1. Field of the Invention
The present invention relates to an error information saving apparatus of a computer, which performs saving of error information in a computer for performing a pipeline operation.
2. Description of the Related Art
Conventionally, there exit a number of computers for performing a pipeline operation as shown in FIG. 6 in order to improve their operation performances. In this pipeline operation, a first operation instruction (to be referred to as OP-1 hereinafter), for example, is fetched (abbreviated F). During the next machine cycle, this operation instruction OP-1 is decoded (abbreviated D) and the next operation instruction OP-2 is fetched at the same time. During the subsequent machine cycle, the first operation instruction OP-1 is executed (abbreviated E), the operation instruction OP-2 is decoded, and a new operation instruction OP-3 is fetched at the same time. In the subsequent cycle, the result of the executed operation instruction OP-1 is written-back (abbreviated W), and a new instruction is fetched. In such an operation system, i.e., a pipeline operation having the operation stages as described above, even when the execute stage (E) is not finished in one pipeline cycle, the same arithmetic unit can sequentially fetch and execute subsequent instructions without stopping operation cycles of an instruction pipeline.
If, for example, an error occurs in a computer for performing this pipeline operation, it is generally difficult or impossible to specify an instruction (statement) which caused the error or a destination register to be used in an operation as an object to be scanned upon recovery. This is so because, in current systems, if an error requiring activation of an "error interrupt routine" occurs during execution of the pipeline operation, execution of this error interrupt routine is started after execution of all instructions already fetched before occurrence of the error is completed in order not to cause a conflict in an operation after returning from this interrupt routine. As a result, since instructions subsequent to the one which caused the error are already executed when the error interrupt routine is activated, the contents of various registers and flags set immediately after occurrence of the error have been rewritten. Therefore, it is often considered impossible to specify the location of an error on the instruction word level.
Assume, for example, that an error occurs during execute (E) of the operation instruction OP-1 shown in FIG. 6. In this case, the status of that operation is written in a single status flag (f) 3, and the statuses of the subsequent operation instructions OP-2 and OP-3 are overwritten in the same status flag 3. Since the status written in this status flag 3 at the time the interrupt routine is activated is the one obtained when execution of the operation instruction OP-2 is finished, the status at the time of occurrence of the error cannot be specified. As a result, error recovery is often impossible in an error information acquiring system having the above arrangement.
Especially in a parallel processor system in which a plurality of different arithmetic units can be simultaneously used in the execute stage (E), there is a high possibility that the above-mentioned problem occurs. In addition, it is much more difficult to correctly recognize an order of a number of operations parallel-processed after occurrence of an error and to perform correct recovery processing.
In the case of a "floating-point operation instruction" requiring a plurality of cycles in executing it as shown in FIG. 7, recovery processing is more complicated. That is, even when a status must be referred to, a floating-point addition instruction "A" is set in a status flag in the fifth pipeline cycle. Therefore, the status of a floating-point multiplication instruction "M" cannot be set. As a result, when the status flag is referred to by an instruction "G" for referring to the status of the floating-point multiplication instruction "M", the status of the multiplication instruction "M" to be referred to is not set during a period S. As a consequence, since the pipeline processing is stopped, a time interval of hatched portions shown in FIG. 7 is wasted, and this makes it difficult to prevent a decrease in a pipeline processing efficiency.

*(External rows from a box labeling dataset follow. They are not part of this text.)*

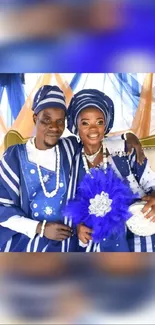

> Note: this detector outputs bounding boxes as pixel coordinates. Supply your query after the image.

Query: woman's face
[77,107,105,146]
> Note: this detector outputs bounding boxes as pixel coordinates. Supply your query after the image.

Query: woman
[68,89,155,252]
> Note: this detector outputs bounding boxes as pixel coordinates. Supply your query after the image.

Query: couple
[0,86,155,252]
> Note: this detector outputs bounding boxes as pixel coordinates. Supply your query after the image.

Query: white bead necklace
[32,138,60,198]
[82,142,108,174]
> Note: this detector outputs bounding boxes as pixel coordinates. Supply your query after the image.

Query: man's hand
[142,195,155,222]
[126,133,145,165]
[36,222,73,241]
[77,224,93,244]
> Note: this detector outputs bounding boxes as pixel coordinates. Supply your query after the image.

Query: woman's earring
[77,134,81,143]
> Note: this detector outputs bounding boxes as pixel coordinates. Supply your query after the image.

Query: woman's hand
[36,222,73,241]
[142,195,155,222]
[77,224,93,244]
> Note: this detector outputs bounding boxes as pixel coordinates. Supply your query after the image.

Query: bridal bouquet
[64,167,139,242]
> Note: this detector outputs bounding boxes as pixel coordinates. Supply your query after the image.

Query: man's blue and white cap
[32,85,66,115]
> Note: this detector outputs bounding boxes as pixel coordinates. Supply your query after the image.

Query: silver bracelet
[40,220,46,237]
[123,131,134,141]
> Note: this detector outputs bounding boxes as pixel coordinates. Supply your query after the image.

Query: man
[0,86,145,252]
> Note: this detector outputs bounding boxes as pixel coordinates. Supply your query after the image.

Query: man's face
[33,108,65,150]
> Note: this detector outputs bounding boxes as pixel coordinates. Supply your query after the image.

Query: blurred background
[0,253,155,324]
[0,0,155,73]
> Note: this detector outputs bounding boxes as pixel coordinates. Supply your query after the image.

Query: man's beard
[44,141,58,149]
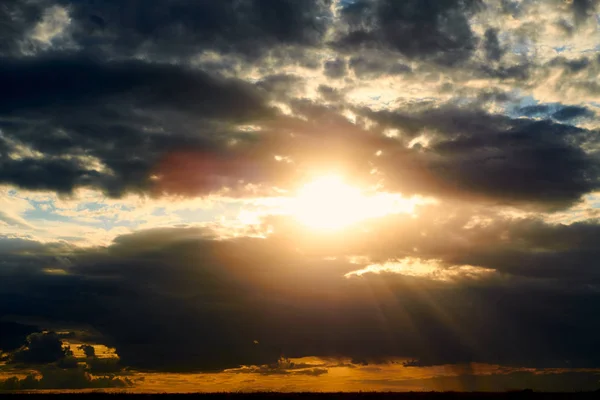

In a conventional computer for performing the pipeline operation as described above, a possibility of successful error recovery is very low, and this results in a tendency to sacrifice the reliability of the computer to some extent in order to improve its performance. On the other hand, in a computer having a high reliability as its characteristic feature, if, for example, the execute stage of an instruction pipe-line exceeds one machine cycle, control is performed such that the instruction pipeline is stalled in correspondence with the excess so that only one instruction is constantly present on the execute stage, thereby improving the performance of the computer. As a result, there is a tendency to abandon a further improvement obtainable using the operation pipeline but to reliably specify the location of an error to enable recovery processing.
As described above, in conventional computers for performing the pipeline operation, it is very difficult to specify the location of an error on the instruction word level. In addition, when a plurality of errors occur in succession as shown in FIG. 8, i.e., if one error occurs and another occurs before all instructions already fetched are completely executed and an error interrupt routine is activated, it is very difficult to specify the number or order of these errors. Furthermore, even if it is possible to achieve a high performance of a computer by the pipeline operation, a possibility of realizing correct recovery against errors is very low. Therefore, it is difficult to obtain both a high performance and a high reliability at the same time.